Today I went to the bazaar in Kriva Palanka for only the second time since I’ve lived here……what with holiday travel and injuries, etc. I think the bazaar must be much diminished at this time of year as there are so many stalls empty……a promise of summer vegetables to come. Still, I was able to procure potatoes, onions, leaf lettuce, spinach, rice and beans. The latter in big piles laying loose on tables–I can’t remember EVER watching someone scoop up and measure or weigh an amount of any kind of grain I was purchasing to eat. I looked at some kind of grain-groats and had a semi-conversation with the woman selling them, but just didn’t want to buy something that I didn’t know exactly how to cook. (Will probably be in a more adventurous mood on another day.) When I explained that I was looking for beans, she came from behind her table and walked me over to another vendor explaining to him that I spoke English…..but he was willing to sell me his beans anyway. My point here is that I’m always amazed at the generosity of strangers.
At the potatoes and onions station I watched and tried to copy the behavior of others making similar purchases, I thought I had done a decent job…until I was asked for 65 Denars for one kilo of onions and 1 kilo of potatoes (about $1.10). Since I didn’t HAVE 65 Denars, I counted out 70 Denars truly expecting change. Instead the vendor looked at me quizzically and walked me back over to the produce fishing out 3 more potatoes and 2 more onions. Apparently one is supposed to over-buy and under-measure at the bazaar and 5 Denars change is deemed superfluous. I hope that when I shrugged my shoulders and smiled it wasn’t an offensive thing to do!
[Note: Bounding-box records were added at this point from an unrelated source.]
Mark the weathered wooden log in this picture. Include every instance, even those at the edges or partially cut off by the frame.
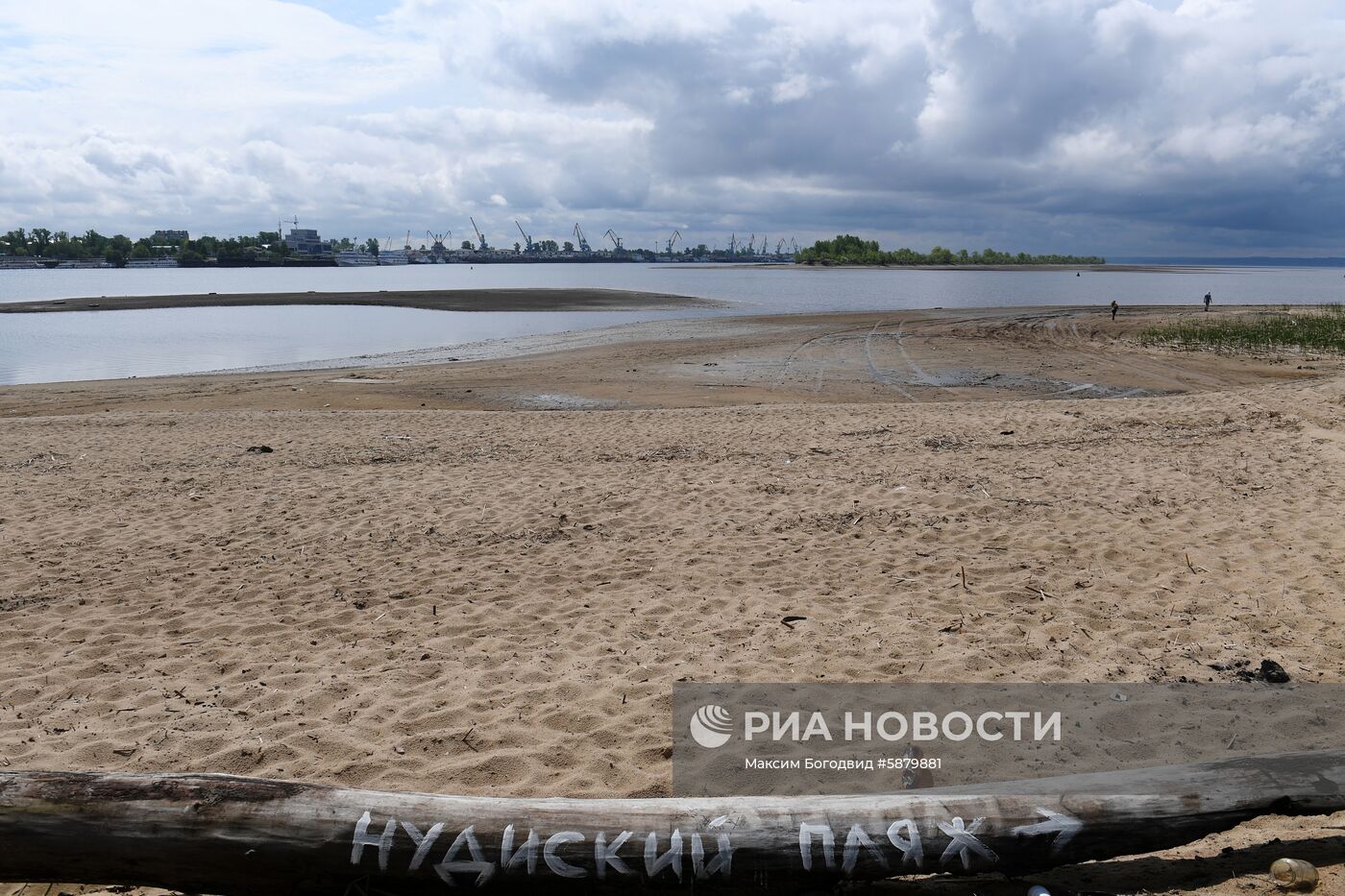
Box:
[0,749,1345,896]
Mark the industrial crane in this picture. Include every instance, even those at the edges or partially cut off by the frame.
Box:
[514,218,532,252]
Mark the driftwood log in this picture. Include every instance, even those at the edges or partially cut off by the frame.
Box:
[0,749,1345,896]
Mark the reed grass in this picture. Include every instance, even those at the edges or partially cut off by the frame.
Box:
[1139,304,1345,353]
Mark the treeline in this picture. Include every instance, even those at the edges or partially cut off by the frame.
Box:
[794,234,1107,265]
[0,228,289,268]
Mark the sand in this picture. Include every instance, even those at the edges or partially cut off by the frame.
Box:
[0,301,1345,896]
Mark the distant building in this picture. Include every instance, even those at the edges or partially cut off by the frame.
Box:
[285,228,332,255]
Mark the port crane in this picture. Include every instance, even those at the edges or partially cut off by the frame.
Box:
[467,215,490,252]
[514,218,532,252]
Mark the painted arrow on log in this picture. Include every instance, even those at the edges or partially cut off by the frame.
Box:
[0,749,1345,896]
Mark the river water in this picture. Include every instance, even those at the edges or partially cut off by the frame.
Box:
[0,264,1345,385]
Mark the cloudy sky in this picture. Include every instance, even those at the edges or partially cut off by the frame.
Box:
[0,0,1345,255]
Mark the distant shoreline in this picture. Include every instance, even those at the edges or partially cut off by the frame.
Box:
[658,261,1218,273]
[0,288,723,313]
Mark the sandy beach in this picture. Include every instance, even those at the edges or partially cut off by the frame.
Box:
[0,298,1345,896]
[0,288,720,315]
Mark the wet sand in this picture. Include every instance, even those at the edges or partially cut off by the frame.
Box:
[0,288,722,313]
[0,306,1331,416]
[0,301,1345,896]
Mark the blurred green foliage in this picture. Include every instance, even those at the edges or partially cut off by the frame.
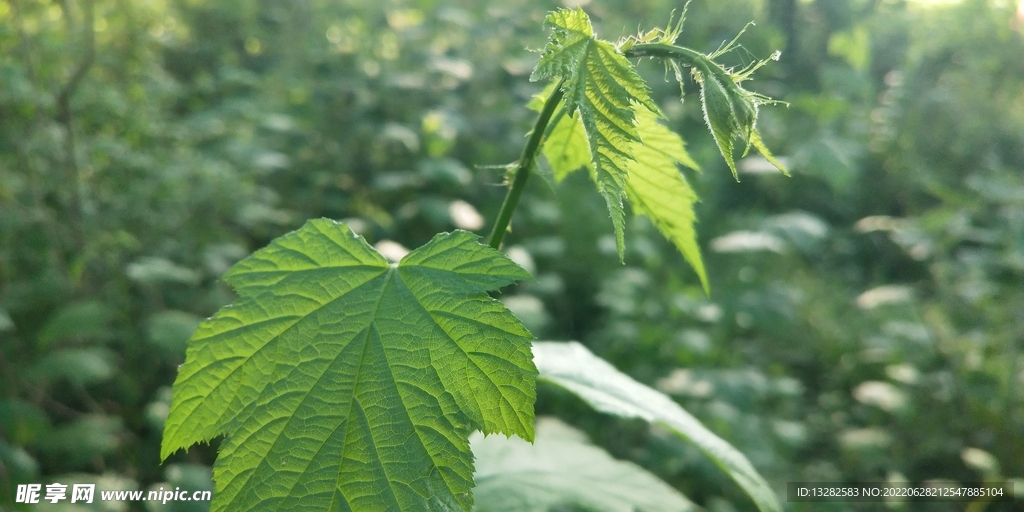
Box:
[0,0,1024,511]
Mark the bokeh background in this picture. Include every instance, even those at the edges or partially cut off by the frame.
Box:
[0,0,1024,512]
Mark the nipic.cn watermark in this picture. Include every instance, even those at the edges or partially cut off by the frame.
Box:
[14,482,211,504]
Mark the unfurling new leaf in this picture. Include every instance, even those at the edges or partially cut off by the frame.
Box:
[529,8,658,259]
[162,219,537,511]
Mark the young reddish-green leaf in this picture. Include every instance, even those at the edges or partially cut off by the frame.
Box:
[529,8,657,259]
[539,87,710,291]
[162,219,537,510]
[626,109,711,293]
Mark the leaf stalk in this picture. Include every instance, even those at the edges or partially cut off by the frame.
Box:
[487,80,564,249]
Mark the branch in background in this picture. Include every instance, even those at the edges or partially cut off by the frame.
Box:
[56,0,96,247]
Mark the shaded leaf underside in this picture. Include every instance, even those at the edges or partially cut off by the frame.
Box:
[162,219,536,510]
[470,418,695,512]
[534,342,782,512]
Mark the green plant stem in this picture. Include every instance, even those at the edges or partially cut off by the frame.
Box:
[623,43,708,70]
[487,80,564,249]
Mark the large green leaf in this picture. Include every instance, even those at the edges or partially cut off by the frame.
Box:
[529,8,658,259]
[534,342,782,512]
[162,219,537,510]
[470,419,695,512]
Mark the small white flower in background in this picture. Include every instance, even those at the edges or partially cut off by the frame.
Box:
[886,364,921,384]
[711,231,785,253]
[961,447,999,474]
[449,200,483,231]
[857,285,913,309]
[374,240,409,263]
[853,381,906,413]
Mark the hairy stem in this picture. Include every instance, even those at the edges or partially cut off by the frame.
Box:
[623,43,708,69]
[487,80,564,249]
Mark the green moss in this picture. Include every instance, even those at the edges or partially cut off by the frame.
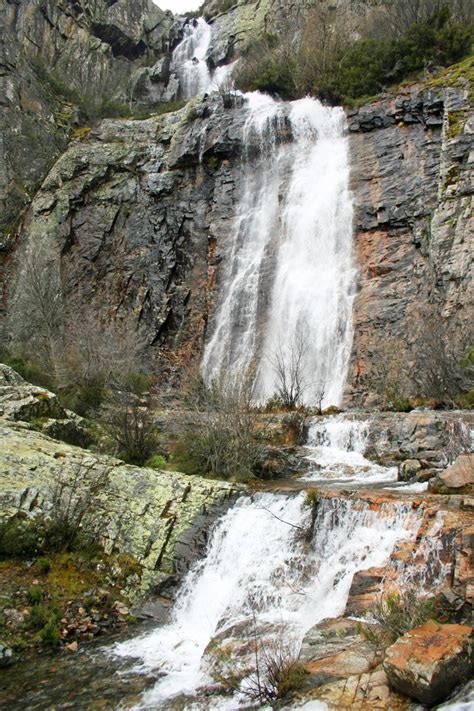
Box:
[423,54,474,101]
[447,108,469,139]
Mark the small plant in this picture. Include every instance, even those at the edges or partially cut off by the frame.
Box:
[26,603,49,631]
[143,454,166,469]
[26,585,43,605]
[38,613,61,649]
[37,558,51,575]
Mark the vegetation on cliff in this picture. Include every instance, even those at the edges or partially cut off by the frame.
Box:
[237,0,474,103]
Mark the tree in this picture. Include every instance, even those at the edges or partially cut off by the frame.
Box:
[173,376,262,480]
[99,375,157,466]
[9,241,64,377]
[269,330,312,410]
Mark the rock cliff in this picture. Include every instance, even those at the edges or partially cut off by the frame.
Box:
[0,0,474,405]
[0,0,173,248]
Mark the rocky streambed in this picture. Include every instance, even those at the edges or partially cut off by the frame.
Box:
[0,368,474,711]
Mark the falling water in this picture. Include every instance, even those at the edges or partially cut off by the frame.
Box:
[171,17,233,99]
[202,94,356,404]
[114,493,421,709]
[304,415,398,484]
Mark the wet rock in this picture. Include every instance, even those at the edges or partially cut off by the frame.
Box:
[0,372,242,600]
[384,622,473,705]
[398,459,421,481]
[0,641,13,668]
[429,453,474,494]
[299,618,378,679]
[345,568,385,616]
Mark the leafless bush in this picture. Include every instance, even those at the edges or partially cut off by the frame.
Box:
[173,377,262,479]
[99,376,157,466]
[43,457,111,551]
[63,314,145,392]
[269,330,312,409]
[209,613,306,705]
[9,241,64,377]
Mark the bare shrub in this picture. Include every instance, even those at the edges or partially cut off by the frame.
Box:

On the 1.5 mile walk home along the main highway my attention was drawn to the sound of a chicken squawking. I looked around thinking it a rather odd sound when my gaze alighted on a man coming in the opposite direction… carrying 3 chickens upside-down by the legs. I looked a little harder not wanting to believe they were alive, but yup they were, and I couldn’t blame the one that was occasionally squawking. I KNOW these people raise animals to slaughter and eat, but I’m still a bit taken aback when it happens in a medium-size town and I’m confronted with it along main street.